Washington:In June 2017, the Washington Department of Revenue issued an Excise Tax Advisory concluding that, for purposes of the state's business and occupation (B&O) tax, a payment processor must be taxed on the entire merchant discount for every transaction it processes with merchants, not just the revenue the processor earns. Since then, the state's Department of Revenue has audited processors based on this interpretation and, at the end of the audit, sent invoices retroactively for huge sums due. Challenging the assessment with the Department of Revenue has not borne fruit, leaving companies with the option to challenge the interpretation in court—a time-consuming and costly option that requires the payment processor to deposit the estimated tax due with the court, prior to filing suit.

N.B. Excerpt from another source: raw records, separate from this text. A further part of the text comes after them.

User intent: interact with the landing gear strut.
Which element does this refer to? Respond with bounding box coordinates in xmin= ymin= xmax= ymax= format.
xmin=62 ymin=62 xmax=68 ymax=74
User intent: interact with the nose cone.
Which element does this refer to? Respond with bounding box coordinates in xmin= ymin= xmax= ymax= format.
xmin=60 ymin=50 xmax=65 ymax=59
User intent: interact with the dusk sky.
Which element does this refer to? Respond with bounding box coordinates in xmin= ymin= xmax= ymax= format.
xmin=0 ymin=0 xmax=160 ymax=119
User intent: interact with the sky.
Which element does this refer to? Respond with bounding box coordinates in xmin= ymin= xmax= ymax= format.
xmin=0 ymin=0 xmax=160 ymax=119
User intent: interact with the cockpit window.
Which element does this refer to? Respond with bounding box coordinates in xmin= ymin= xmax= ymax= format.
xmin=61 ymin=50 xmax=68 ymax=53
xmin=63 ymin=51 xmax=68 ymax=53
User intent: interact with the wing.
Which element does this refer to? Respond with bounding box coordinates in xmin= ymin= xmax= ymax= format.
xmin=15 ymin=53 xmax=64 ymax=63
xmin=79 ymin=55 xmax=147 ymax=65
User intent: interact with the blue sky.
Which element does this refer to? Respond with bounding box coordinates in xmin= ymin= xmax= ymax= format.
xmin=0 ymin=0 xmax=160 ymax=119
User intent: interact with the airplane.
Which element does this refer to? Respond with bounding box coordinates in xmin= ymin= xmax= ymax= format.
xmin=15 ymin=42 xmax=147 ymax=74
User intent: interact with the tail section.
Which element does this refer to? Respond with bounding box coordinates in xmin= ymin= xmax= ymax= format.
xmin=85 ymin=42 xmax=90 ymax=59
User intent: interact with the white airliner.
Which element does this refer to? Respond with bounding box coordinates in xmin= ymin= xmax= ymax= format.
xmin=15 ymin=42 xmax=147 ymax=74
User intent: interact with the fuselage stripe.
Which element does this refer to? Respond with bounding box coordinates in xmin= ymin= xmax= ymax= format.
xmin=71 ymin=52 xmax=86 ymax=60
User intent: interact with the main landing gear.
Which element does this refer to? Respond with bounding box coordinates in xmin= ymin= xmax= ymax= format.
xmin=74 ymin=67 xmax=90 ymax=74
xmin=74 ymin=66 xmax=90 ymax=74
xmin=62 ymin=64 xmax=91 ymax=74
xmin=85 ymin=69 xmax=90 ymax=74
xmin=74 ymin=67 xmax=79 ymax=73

Washington's decision to apply the B&O tax to payment processors doing business in the state poses a very real threat with major implications nationwide, as other states may well look to follow this model to address revenue shortfalls. The risks are especially serious in states that enforce a gross receipts tax under which companies are taxed on total gross revenue without allowing for deductions. That the B&O tax results in double taxation for many payment processers only underscores the stakes and the need to continue the fight.
Separately, the Washington Department of Financial Institutions proposed in July 2017 to amend regulations implementing the Uniform Money Services Act and Regulation of Money Services Providers. The proposal would change the state's longstanding interpretation of the Uniform Money Services Act that exempted payment-processing businesses. ETA worked with the state legislature to change the law submitted comments on this proposal on March 30, 2018 and May 14, 2018. A hearing on the rulemaking was held on May 22, 2018.
Massachusetts: For the second year in a row, the Governor's budget contained a proposal to require third-party payment processors to collect sales tax amounts from merchant settlements and send them directly to the state as part of a 'real-time sales tax' remittance system (RTST). And for a second year, a broad coalition of businesses—including the ETA and merchant trade and taxpayer organizations—came together to help educate policy makers on the disruption and staggering costs of such proposal to retailers, payment processors, and the Commonwealth, without any real benefit.
In the 2017 session, an amendment was added to Senate budget that made the implementation of RTST contingent upon the outcome of a feasibility study by the Department of Finance—and which study concluded that implementing a RSTS scheme by the proposed implementation date (June 1, 2018) was not cost effective. This year, neither chamber passed budgets that included RTST; however, the House version includes a provision establishing a special commission, to study and report on the cost-effectiveness of implementing a monthly estimated sales tax prepayment structure. These bills are currently in conference.
Arizona: In the last hours of the Arizona legislative session a bill was amended in conference to include a RTST proposal and was ultimately sent to the Governor who vetoed the bill (S.B. 1091), citing concerns about the costs the bill could impose on private industry, without any real benefit to the state. This result would not have been possible without the immediate and overwhelming opposition demonstrated by the broad coalition of retail, payments industry and taxpayer associations that has formed around the issue.
Given the risk of other states following the lead of Massachusetts and Arizona, the payments industry should work to ensure that it is prepared to fight back against similar proposals that may arise in other states.